EL OBSERVADOR

 

imagen obtenida de www.pngfind.com

Llevo unas horas dudando si contar o no lo que me pasó hace unos días. Y al fin he decidido hacerlo. Iba paseando por una ciudad, no diré la ciudad, ni tampoco qué hacía en ella, pues la situación hubiera sido la misma, sin depender de la ciudad, ni del motivo de mi visita. Al menos eso pienso yo.

Como iba diciendo, caminaba por la ciudad, cuando llegué a una pequeña placeta. He de decir que, a pesar de su poca amplitud, convergían en ella varias calles, y tenía una especial belleza por los edificios que la conformaban. Miraba yo aquí y allá, cuando vi un individuo que, con la vista levantada, observaba un punto elevado en el edificio que tenía delante. Yo que también soy curioso por naturaleza, sin ánimo de molestarlo, me fui acercando lentamente, y cuando estaba a unos pasos, me puse a mirar también hacia el mismo lugar.

He de reconocer que, quizás debido a mi vista, yo no lograba ver nada que llamara mi atención, así que pasado, más o menos un minuto, decidí volver a caminar. Mi sorpresa fue que, al darme la vuelta, yo no era el único que acompañaba a aquel señor. A nuestro alrededor, varias personas más, miraban hacia aquel punto concreto en la parte alta del edificio. Lo que me llevó, momentáneamente, a volver otra vez la vista a lo alto. Digo momentáneamente, porque mi decisión de no seguir perdiendo el tiempo ya estaba tomada. Así que, continué caminando. Se me ha pasado decir, que la parte de la ciudad en la que me encontraba, era la más antigua, por lo que mis pasos discurrían por callejuelas y recovecos llenos de un cierto encanto. Mi sorpresa fue cuando al cabo de unos minutos, no puedo asegurar si fueron diez, quince, o tal vez veinte, me encontré de nuevo con la misma plazuela, y mi sorpresa fue todavía mayor al contemplar que el número de personas que miraban, tranquilamente, hacia lo alto del edificio había aumentado considerablemen-te. Si bien todos no lo hacían de forma silenciosa, pues alguna que otra charlaba con la de al lado, una madre que regañaba a su inquieto pequeño, porque no le dejaba observar tranquila y algunos, como no, recogían el momento con las cámaras de sus móviles.

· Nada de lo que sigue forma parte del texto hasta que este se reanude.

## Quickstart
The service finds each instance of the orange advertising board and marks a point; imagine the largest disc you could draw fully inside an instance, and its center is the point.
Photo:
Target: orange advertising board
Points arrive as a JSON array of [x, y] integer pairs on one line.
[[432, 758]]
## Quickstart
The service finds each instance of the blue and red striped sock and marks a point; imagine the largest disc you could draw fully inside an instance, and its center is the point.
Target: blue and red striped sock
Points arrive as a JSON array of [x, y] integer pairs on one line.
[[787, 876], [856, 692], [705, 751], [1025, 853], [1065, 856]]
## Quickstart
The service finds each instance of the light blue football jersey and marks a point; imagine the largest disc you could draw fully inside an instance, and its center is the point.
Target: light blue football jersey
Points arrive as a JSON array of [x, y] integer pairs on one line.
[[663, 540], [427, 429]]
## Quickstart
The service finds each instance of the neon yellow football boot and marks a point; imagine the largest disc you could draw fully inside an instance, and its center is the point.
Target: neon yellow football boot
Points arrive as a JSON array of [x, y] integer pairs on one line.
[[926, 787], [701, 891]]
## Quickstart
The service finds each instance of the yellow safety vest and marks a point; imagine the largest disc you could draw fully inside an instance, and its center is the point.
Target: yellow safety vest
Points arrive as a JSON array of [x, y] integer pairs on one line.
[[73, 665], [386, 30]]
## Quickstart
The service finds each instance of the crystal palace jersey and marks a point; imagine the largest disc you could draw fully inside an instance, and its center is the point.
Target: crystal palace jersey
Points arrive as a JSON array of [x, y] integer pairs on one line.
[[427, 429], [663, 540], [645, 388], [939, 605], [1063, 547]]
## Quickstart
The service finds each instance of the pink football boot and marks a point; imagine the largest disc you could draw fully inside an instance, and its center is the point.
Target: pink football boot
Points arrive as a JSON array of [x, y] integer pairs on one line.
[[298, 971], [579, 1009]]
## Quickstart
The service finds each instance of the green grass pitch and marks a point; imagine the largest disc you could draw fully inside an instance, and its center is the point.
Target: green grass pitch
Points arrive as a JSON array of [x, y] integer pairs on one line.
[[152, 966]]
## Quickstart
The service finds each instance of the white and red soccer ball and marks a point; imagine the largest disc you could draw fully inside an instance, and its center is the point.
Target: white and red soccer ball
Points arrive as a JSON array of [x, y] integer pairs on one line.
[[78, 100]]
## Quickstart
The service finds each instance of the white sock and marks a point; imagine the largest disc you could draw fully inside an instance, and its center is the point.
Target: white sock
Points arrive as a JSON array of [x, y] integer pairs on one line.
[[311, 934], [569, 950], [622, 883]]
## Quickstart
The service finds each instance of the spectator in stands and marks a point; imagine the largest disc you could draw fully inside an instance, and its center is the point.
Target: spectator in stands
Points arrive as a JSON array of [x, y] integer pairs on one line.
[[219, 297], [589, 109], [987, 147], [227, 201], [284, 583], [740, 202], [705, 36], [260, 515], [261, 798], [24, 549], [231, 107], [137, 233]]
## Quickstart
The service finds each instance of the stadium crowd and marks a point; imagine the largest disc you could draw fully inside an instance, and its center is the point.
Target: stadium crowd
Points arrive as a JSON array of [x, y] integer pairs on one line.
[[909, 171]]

Como dije antes, yo que soy curioso, no pude evitar acercarme a una de las que estaban próximas a mí, y le pregunté qué miraba. Pero tampoco debía ver nada, pues haciendo un gesto raro, volvió a mirar hacia arriba. Ahora que lo pienso, igual era extranjero y no me entendía. El caso es que yo seguía con mi runrún, de que si tanta gente estaba mirando, debía haber algo interesante, por lo que ni corto ni perezoso, poco a poco fui sorteando a unos y otros, y me coloqué junto a aquel individuo que estaba solo cuando yo llegué por primera vez a la placeta. Y apretándole suavemente en el antebrazo, le susurré al oído que qué miraba. Mi sorpresa fue mayúscula cuando noté que estaba rígido y frío. Ahí es cuando comencé a sospechar que, a pesar de su apariencia real, era muy raro que no le hubiera notado, al menos, un ligero movimiento, un pequeño cambio de posición…

¡Joder, si es una escultura! Fueron las palabras que se formaron en mi mente, pero no llegaron a salir por mi boca, al mirar hacia abajo y ver que sus zapatos formaban parte de una base rígida sujeta al suelo con unos hermosos tornillos.

Poco a poco, procurando no molestar al grupo variopinto que había a nuestro alrededor, al menos cincuenta personas, fui abandonando el lugar. Acababa de salir de la placeta y de aquella situación tan particular, cuando en mi mente surgió una duda: «¿Cuánto más avanza la humanidad, menos avanza el ser humano?»